Verklaart verdachte daarvoor strafbaar.
Strafoplegging
Veroordeelt verdachte tot een gevangenisstraf voor de duur van
drie maanden.
Beveelt dat de tijd die door veroordeelde voor de tenuitvoerlegging van deze uitspraak in verzekering is doorgebracht, bij de tenuitvoerlegging van die straf in mindering gebracht zal worden.
Beveelt dat deze straf niet zal worden ten uitvoer gelegd, tenzij later anders wordt gelast. Stelt daarbij een proeftijd van
2 (twee) jarenvast. De tenuitvoerlegging kan worden gelast indien veroordeelde zich voor het einde van de proeftijd aan een strafbaar feit schuldig maakt.
Veroordeelt verdachte tot een taakstraf, bestaande uit het verrichten van onbetaalde arbeid, voor de duur van
100 uren, met bevel, voor het geval dat de verdachte de taakstraf niet naar behoren heeft verricht, dat vervangende hechtenis zal worden toegepast van 50 dagen.
Benadeelde partij
Verklaart [bedrijf 1] niet-ontvankelijk in de vordering en bepaalt dat deze vordering kan worden aangebracht bij de burgerlijke rechter.
Dit vonnis is gewezen door
mr. N.H.J.M. Veldman-Gielen, voorzitter,
mrs. N.E.M. Kranenbroek en G.A. Bos, rechters,
in tegenwoordigheid van mr. K.M. Strijbos, griffier,
en uitgesproken op de openbare terechtzitting van deze rechtbank van 8 april 2015.

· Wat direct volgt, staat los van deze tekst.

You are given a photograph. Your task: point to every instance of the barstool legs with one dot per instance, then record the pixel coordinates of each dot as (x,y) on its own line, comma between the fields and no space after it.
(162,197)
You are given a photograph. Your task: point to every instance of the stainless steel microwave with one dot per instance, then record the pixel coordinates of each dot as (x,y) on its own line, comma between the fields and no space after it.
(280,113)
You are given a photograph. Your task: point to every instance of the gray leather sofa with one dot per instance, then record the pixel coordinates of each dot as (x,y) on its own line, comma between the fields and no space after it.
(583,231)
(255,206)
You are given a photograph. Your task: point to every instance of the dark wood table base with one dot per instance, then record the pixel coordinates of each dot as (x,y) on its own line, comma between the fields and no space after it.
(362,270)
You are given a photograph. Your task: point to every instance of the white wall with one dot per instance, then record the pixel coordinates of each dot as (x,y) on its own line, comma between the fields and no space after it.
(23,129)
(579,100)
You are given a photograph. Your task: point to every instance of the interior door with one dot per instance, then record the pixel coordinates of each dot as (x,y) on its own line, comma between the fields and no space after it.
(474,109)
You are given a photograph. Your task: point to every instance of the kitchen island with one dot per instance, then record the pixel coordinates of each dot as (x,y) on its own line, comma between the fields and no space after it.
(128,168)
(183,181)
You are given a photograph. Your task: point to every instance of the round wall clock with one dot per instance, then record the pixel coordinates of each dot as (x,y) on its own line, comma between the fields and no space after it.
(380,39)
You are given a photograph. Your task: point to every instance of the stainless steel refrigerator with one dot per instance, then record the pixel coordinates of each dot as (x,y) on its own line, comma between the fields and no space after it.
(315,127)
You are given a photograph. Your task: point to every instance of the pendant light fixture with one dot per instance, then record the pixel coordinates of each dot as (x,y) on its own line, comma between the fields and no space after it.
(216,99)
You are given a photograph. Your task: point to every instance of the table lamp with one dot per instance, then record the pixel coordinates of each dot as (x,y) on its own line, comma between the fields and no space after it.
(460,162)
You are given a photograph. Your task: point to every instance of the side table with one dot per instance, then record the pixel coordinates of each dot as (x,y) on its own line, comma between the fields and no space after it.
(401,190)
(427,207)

BIJLAGE: de tenlastelegging
Aan bovenbedoelde gedagvaarde persoon wordt tenlastegelegd dat:
1.
Primair
hij, op een of meerdere tijdstip(pen) gelegen in of omstreeks de periode van
31 mei 2010 tot en met 31 oktober 2010,
te Maarssen, (althans) in de provincie Utrecht en/of te Hoogeveen, en/of
(elders) in Nederland,
tezamen en in vereniging met een of meerdere rechtsperso(o)n(en) en/of
natuurlijke perso(o)n(en), althans alleen,
als bestuurder van een rechtspersoon, te weten
[stichting 1], zijnde deze rechtspersoon bestuurder van [bedrijf 1],
welke vennootschap [bedrijf 1] bij vonnis van de arrondissementsrechtbank
te Utrecht op 17 augustus 2010 in staat van faillissement is verklaard,
ter bedrieglijke verkorting van de rechten van de schuldeisers van
[bedrijf 1],
een of meerdere van de navolgende goed(eren)aan de boedel heeft onttrokken, te
weten
een auto (voorzien van kenteken [kenteken])
en/of
een auto (voorzien van kenteken [kenteken]
en/of een of meerdere geldbedrag(en) (in totaal 19.600,-);
art 343 ahf/sub 1 Wetboek van Strafrecht
art 343 ahf/sub 2 Wetboek van Strafrecht
art 343 ahf/sub 3 Wetboek van Strafrecht
art 343 ahf/sub 4 Wetboek van Strafrecht
Subsidiair
de [stichting 1], op een of meerdere tijdstip(pen)
gelegen in of omstreeks de periode van 31 mei 2010 tot en met 31 oktober 2010,
te Maarssen, (althans) in de gemeente Stichtse Vecht en/of te Hoogeveen, en/of
(elders) in Nederland,
tezamen en in vereniging met een of meerdere rechtsperso(o)n(en) en/of
natuurlijke perso(o)n(en), althans alleen,
terwijl [bedrijf 1] bij vonnis van de arrondissementsrechtbank te Utrecht
op 17 augustus 2010 in staat van faillissement is verklaard,
ter bedrieglijke verkorting van de rechten van de schuldeisers van
[bedrijf 1],
een of meerdere van de navolgende goed(eren)aan de boedel heeft onttrokken, te
weten
een auto (voorzien van kenteken [kenteken])
en/of
een auto (voorzien van kenteken [kenteken]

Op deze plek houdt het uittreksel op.